What Is Killing the U.S. Dollar?
As of late, what is killing the U.S. dollar is the second round of quantitative easing, dubbed “QE2.” Ben Bernanke is no stranger to criticism, from economists to lawmakers alike, but the latest bout of criticism is not U.S.-centric only. Even international policymakers have started berating Bernanke for being the world reserve currency’s worst keeper.
What has everyone in such an uproar? The Federal Reserve is likely to dump more money into the financial systems. As the world waits for that to happen, the U.S. dollar keeps on declining against other world currencies. Not even the weekend G-20 finance ministers’ meeting did much on the front of helping the greenback. It seems the U.S. dollar is the only currency in the history of currencies to be treated as both the world’s reserve currency and the global currency markets’ pariah.
Next week, the Federal Reserve Open Market Committee will meet, at which time it is expected that more QE will be approved, probably in the form of the Fed buying billions of dollars worth of government securities. What do Bernanke’s counterparts around the world think about this? If we ask Germany’s finance minister, Rainer Brüderle, his answer is, “An excessive, permanent increase in money is, in my view, an indirect manipulation.”
It seems the term “currency war” has gone viral. It has been adopted like the ugly puppy no one wants, but no one can turn out, from traders to politicians to currency analysts. The designated bogeyman of the day is China, which is keeping its yuan currency on a tight leash and causing all kinds of volatility in the global markets and on the international trade stage. You know it is bad news for the U.S. dollar when the only currency declining against it is Colombia’s peso, and not because of the greenback’s strength, but because Colombia wants to rein in its own peso’s wild upward momentum.
In Bernanke’s defense, it is not as if he can determine policy based solely on the greenback’s value or in response to the volatility in the global currency markets. To do that, Bernanke would have to defy Congress itself.

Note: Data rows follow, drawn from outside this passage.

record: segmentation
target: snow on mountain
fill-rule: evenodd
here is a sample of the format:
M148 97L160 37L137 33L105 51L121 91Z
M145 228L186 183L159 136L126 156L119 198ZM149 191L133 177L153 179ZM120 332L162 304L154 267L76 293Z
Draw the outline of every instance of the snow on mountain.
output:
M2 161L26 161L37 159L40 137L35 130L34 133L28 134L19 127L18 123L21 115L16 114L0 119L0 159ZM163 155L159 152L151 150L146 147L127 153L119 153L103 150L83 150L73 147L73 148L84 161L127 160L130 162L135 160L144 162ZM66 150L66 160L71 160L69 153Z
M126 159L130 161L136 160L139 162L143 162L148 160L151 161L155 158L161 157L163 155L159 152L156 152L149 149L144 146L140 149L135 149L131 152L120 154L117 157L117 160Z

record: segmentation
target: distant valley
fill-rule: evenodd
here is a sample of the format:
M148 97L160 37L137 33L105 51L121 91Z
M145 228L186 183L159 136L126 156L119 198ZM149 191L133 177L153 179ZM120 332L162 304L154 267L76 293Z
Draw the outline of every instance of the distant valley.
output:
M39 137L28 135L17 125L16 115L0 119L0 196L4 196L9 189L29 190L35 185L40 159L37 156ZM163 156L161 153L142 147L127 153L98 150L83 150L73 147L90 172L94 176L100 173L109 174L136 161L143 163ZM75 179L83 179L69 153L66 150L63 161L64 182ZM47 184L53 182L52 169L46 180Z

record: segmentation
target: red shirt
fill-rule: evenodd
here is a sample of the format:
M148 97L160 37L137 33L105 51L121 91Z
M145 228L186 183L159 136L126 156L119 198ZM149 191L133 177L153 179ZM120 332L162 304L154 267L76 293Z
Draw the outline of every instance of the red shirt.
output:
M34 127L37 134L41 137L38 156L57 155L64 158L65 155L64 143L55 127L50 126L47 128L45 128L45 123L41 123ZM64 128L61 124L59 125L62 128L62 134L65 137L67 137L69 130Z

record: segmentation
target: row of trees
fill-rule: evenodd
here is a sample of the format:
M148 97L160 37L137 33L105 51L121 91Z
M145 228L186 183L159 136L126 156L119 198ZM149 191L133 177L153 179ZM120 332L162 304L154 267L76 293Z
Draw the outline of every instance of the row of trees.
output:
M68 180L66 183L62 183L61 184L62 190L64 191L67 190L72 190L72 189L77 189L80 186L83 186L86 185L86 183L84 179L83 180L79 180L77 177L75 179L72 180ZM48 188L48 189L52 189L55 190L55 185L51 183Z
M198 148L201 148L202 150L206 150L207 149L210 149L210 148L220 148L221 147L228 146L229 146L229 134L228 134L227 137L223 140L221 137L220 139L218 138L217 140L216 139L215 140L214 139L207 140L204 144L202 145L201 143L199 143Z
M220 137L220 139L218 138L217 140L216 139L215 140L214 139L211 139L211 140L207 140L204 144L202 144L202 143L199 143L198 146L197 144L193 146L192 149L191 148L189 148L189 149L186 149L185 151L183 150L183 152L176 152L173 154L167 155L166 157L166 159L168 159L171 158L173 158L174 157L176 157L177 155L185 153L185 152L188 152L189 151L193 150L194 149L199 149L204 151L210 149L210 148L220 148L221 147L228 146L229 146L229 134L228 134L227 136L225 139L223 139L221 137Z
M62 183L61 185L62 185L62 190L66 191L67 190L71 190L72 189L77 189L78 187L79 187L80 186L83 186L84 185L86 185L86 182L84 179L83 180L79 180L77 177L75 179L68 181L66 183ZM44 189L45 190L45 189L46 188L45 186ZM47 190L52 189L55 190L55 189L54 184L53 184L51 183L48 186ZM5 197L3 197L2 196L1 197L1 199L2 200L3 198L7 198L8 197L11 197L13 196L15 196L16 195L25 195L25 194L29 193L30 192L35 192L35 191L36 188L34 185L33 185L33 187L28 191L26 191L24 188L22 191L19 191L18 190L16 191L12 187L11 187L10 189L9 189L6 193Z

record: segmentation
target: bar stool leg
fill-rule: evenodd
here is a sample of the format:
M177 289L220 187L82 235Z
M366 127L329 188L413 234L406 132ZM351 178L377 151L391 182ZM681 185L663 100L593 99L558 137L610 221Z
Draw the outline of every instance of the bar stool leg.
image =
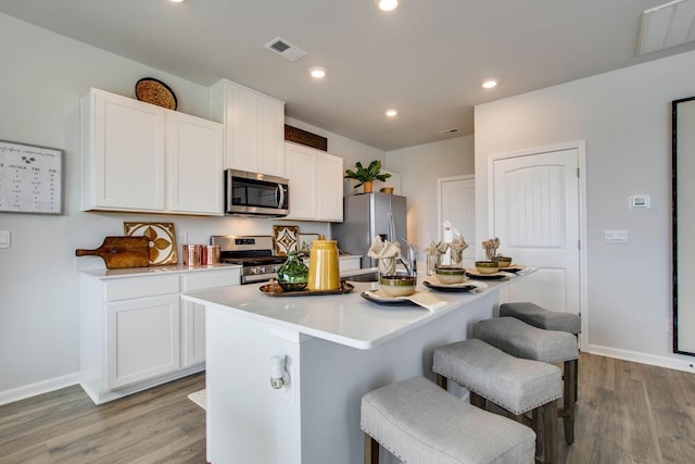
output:
M365 434L365 464L379 464L379 442Z
M565 427L565 441L567 444L574 442L574 403L577 402L577 360L565 361L565 381L563 383L563 426Z
M472 391L470 392L470 404L472 404L473 406L480 407L481 410L484 411L485 407L486 407L485 402L486 402L486 400L483 397L481 397L480 394L475 393Z
M437 374L437 386L448 390L448 379L441 374Z
M559 460L557 446L557 401L541 406L543 414L543 455L545 463L556 464Z

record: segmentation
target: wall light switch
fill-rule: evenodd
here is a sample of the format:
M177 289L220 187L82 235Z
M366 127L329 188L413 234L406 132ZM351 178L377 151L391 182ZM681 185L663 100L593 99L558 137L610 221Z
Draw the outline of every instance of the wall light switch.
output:
M604 230L604 243L627 243L628 230Z
M631 195L630 208L650 208L652 197L648 195Z
M10 230L0 230L0 248L10 248Z

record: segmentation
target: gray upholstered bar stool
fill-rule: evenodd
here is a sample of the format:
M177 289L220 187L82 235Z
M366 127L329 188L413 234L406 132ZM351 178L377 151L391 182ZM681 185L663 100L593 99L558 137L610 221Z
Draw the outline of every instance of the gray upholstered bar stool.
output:
M519 321L545 330L560 330L572 334L578 339L582 331L582 319L577 314L548 311L535 303L520 301L500 305L500 317L516 317ZM579 360L574 364L574 400L578 396Z
M558 411L558 416L563 418L565 441L572 444L577 387L574 374L579 359L577 338L566 331L536 328L515 317L480 321L473 326L473 337L513 356L548 364L564 364L563 409Z
M425 377L387 385L362 398L365 464L379 444L408 464L529 464L533 431L473 407Z
M530 426L536 435L536 460L558 462L556 400L563 397L563 379L557 366L469 339L435 349L432 371L444 390L447 380L455 381L470 391L471 404L484 410L488 400Z

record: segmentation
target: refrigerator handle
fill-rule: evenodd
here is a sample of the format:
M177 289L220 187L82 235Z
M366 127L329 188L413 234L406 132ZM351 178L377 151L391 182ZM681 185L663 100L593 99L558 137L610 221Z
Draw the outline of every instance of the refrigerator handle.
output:
M389 241L395 243L395 221L393 220L393 213L389 211Z

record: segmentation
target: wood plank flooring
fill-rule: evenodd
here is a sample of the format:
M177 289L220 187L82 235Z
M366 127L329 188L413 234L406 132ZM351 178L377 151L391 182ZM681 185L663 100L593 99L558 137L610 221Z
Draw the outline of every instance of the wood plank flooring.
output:
M0 463L204 463L195 374L94 405L79 386L0 406Z
M0 406L0 463L205 463L205 413L187 398L204 385L100 406L75 386ZM582 353L574 444L559 435L566 464L694 463L695 374Z

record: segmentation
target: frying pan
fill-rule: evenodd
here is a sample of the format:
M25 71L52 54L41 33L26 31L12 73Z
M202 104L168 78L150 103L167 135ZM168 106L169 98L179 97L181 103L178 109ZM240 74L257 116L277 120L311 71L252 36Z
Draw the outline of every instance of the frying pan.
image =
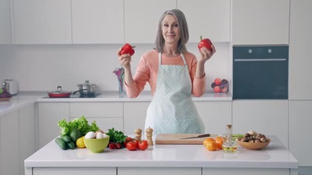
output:
M80 90L74 92L69 92L63 91L62 90L62 86L58 86L57 90L56 91L48 92L49 97L50 98L69 98L71 95L73 95L78 92L86 90L86 89Z

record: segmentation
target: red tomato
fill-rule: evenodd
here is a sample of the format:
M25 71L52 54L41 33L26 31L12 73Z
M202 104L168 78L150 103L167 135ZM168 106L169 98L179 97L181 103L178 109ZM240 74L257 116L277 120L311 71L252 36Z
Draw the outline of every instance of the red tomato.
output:
M121 144L120 143L115 143L115 148L116 148L116 149L121 148Z
M127 147L127 143L132 140L132 138L131 138L131 137L127 137L127 139L126 139L126 141L125 141L125 142L124 142L124 146L125 147Z
M136 144L134 142L129 142L127 143L127 148L130 150L135 150L136 149Z
M136 145L136 148L139 148L139 140L133 139L132 141L135 143L135 145Z
M109 148L111 149L115 149L115 144L113 143L110 143L109 144Z
M148 143L146 140L142 140L139 143L139 148L141 150L145 150L148 147Z
M221 90L220 86L217 85L213 88L213 91L215 91L215 92L216 93L219 93L220 92L221 92Z

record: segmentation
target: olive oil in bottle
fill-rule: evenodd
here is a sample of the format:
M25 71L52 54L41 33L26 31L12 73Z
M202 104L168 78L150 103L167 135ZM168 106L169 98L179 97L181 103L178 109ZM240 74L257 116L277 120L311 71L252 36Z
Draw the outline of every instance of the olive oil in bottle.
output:
M226 141L222 144L222 149L225 153L234 153L237 151L237 143L232 140L232 125L226 125Z

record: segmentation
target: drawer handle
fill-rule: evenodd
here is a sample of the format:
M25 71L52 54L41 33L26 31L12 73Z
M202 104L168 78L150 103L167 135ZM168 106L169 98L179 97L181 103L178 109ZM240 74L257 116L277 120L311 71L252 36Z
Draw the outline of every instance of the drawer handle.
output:
M286 58L234 59L234 61L285 61Z

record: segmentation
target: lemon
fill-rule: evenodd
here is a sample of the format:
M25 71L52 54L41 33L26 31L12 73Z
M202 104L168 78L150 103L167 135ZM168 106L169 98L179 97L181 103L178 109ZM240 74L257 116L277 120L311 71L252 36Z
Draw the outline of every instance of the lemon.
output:
M76 141L76 145L77 147L80 148L83 148L86 147L86 145L85 145L85 142L84 142L84 137L85 136L83 136L77 140Z

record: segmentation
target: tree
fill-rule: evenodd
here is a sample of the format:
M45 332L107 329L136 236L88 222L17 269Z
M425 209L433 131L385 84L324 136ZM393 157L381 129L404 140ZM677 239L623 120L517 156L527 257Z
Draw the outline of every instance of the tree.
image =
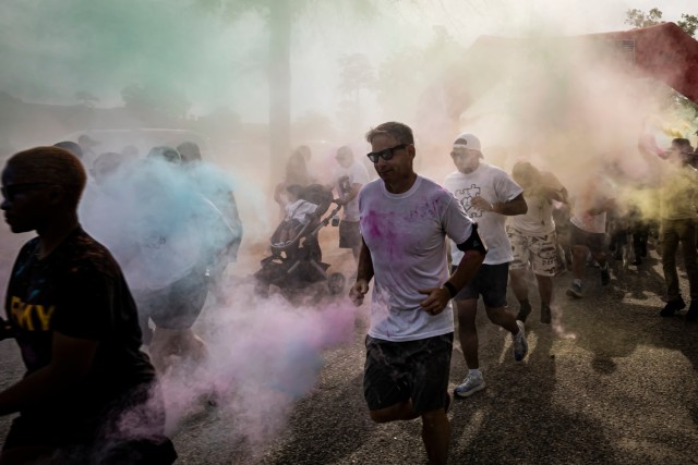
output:
M317 0L198 0L202 8L238 21L245 13L256 12L269 32L266 73L269 85L269 152L272 180L281 175L285 159L291 148L291 34L296 19ZM346 0L354 11L370 10L371 0Z
M684 21L677 21L678 27L684 29L691 37L696 37L696 29L698 29L698 16L695 14L682 14L681 17Z
M662 12L658 8L651 9L648 13L636 8L626 12L625 24L635 28L655 26L663 23Z
M662 21L663 13L658 8L653 8L647 13L634 8L628 10L625 15L625 24L629 24L635 28L654 26L664 22ZM676 25L684 29L689 36L696 37L698 15L683 13L681 17L683 21L677 21Z
M698 16L695 14L683 13L681 17L684 21L677 21L676 25L684 29L684 32L689 36L696 37L696 30L698 29ZM662 12L658 8L653 8L647 13L638 9L631 9L626 12L625 24L629 24L635 28L654 26L661 23L663 23ZM671 105L683 107L684 109L693 112L694 117L698 118L698 105L688 100L677 91L672 90L670 93L670 102Z
M356 133L363 113L361 95L375 90L375 70L363 53L345 54L339 59L339 102L337 117L350 133Z
M95 103L99 101L99 97L95 97L86 90L79 90L75 93L75 98L85 107L95 108Z
M192 102L181 91L161 82L131 83L121 89L123 105L131 110L151 110L167 117L186 119Z

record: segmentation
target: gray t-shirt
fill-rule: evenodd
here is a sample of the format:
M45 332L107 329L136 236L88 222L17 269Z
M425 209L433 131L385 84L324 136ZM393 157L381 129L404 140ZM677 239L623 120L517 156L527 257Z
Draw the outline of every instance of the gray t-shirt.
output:
M448 236L462 244L472 221L454 196L418 176L402 194L390 194L383 180L359 193L361 234L371 252L374 282L371 299L372 338L414 341L454 331L450 303L432 316L419 305L419 290L441 286L449 277Z
M353 184L362 186L369 182L369 172L363 164L353 161L349 168L339 167L335 171L335 183L340 197L346 197L351 192ZM359 221L359 196L349 200L344 207L344 219L346 221Z
M478 223L480 237L488 245L485 265L506 264L514 259L512 244L506 235L506 217L491 211L479 210L470 205L473 197L480 196L491 204L504 204L515 199L524 192L520 185L502 169L480 163L472 173L455 171L444 181L444 186L460 201L466 212ZM459 264L462 252L452 246L454 264Z

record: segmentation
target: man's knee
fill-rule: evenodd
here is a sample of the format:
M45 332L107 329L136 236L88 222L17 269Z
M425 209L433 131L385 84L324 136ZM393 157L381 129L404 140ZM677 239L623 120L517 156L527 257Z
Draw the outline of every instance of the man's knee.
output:
M378 411L369 411L369 416L375 423L390 423L398 419L395 406L381 408Z
M446 411L443 407L424 412L421 416L424 428L437 428L442 426L444 421L448 421L448 416L446 416Z
M504 307L485 307L488 318L493 323L497 325L506 317L506 309Z

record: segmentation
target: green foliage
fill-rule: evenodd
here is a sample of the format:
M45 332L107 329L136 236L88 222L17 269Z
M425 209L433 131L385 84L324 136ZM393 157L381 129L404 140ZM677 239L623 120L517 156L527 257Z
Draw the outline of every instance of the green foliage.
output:
M654 26L664 22L662 21L663 13L658 8L653 8L647 13L634 8L626 11L625 16L625 24L629 24L635 28ZM689 36L696 37L696 30L698 30L698 15L684 13L681 17L683 21L676 22L678 27L684 29Z
M698 16L695 14L682 14L681 17L684 21L677 21L676 24L678 27L684 29L686 34L691 37L696 37L696 29L698 29Z
M695 38L696 30L698 29L698 16L695 14L684 13L681 17L683 21L677 21L676 25L684 29L686 34ZM626 12L625 24L629 24L635 28L653 26L661 23L663 23L662 12L658 8L653 8L647 13L638 9L631 9ZM678 108L688 110L695 118L698 118L698 105L688 100L683 95L672 91L670 102L672 106L678 106Z
M662 12L658 8L651 9L648 13L636 8L626 12L625 24L633 27L649 27L663 23Z

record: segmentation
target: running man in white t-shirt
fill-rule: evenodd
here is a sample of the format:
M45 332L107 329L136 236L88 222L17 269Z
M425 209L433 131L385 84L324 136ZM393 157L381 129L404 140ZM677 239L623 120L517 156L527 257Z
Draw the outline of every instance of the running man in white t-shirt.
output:
M485 387L478 358L476 327L480 295L490 321L512 333L514 358L522 360L528 352L524 322L506 311L506 286L514 255L504 228L507 216L524 215L528 207L524 189L504 170L480 162L483 156L480 139L474 135L459 135L450 156L457 170L446 176L444 186L478 223L489 250L476 277L454 297L458 313L458 338L469 368L468 376L454 393L467 397ZM454 266L457 266L462 254L452 248L452 256Z
M531 313L526 282L526 272L530 269L538 283L541 322L550 325L553 277L558 266L553 200L566 204L567 189L553 173L540 171L528 161L514 164L512 178L524 187L528 204L528 212L509 218L506 225L506 233L514 253L514 261L509 266L509 278L514 295L519 301L519 313L516 319L526 321Z
M422 418L430 464L448 458L450 299L486 254L462 206L414 173L412 130L383 123L366 134L380 180L359 193L363 243L350 296L361 305L373 278L363 390L376 423ZM448 272L447 241L464 258Z
M347 145L339 147L335 159L339 163L334 175L334 188L339 195L335 201L344 207L339 223L339 248L351 248L354 260L359 261L359 191L369 182L369 172L363 164L354 160L353 150Z
M573 280L567 295L570 297L583 297L581 278L589 254L599 264L601 285L611 282L605 240L606 211L615 207L614 197L609 180L600 173L587 180L583 191L574 201L569 219Z

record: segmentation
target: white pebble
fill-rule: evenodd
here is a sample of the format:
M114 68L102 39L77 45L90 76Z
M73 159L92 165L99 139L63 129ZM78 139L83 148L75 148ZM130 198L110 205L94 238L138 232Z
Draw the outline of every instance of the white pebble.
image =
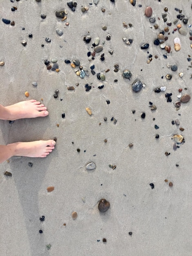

The Fed operates in a democracy and, in this context, the central bank has some leeway against political pressures, as long as it delivers on its mandate. This mandate involves two primary objectives: maintaining stable price levels; and reaching as high an employment rate as practicable. I don’t have to tell you that the Fed is failing miserably on both counts. Deflation remains a threat and the labor market in the U.S. is in a shambles. So, either Bernanke figures out how to stabilize prices and fix the labor market or he’ll have some tough explaining to do before Congress. And the only way Bernanke figures he will be able to deliver on his obligations is to unleash the QE2, albeit at the expense of the U.S. dollar.
The world’s reaction to this is expressly negative. Joseph Stiglitz, a Nobel Prize winner in economics and a professor at Columbia University, said, “The U.S. will always focus disproportionately on its own interests. In this case, what is a concern to me is that the U.S. is getting very little benefit out of this measure, but is imposing a really large cost on the rest of the world.” I would agree with Stiglitz, and add that this is what usually happens when you are caught between a rock and a hard place.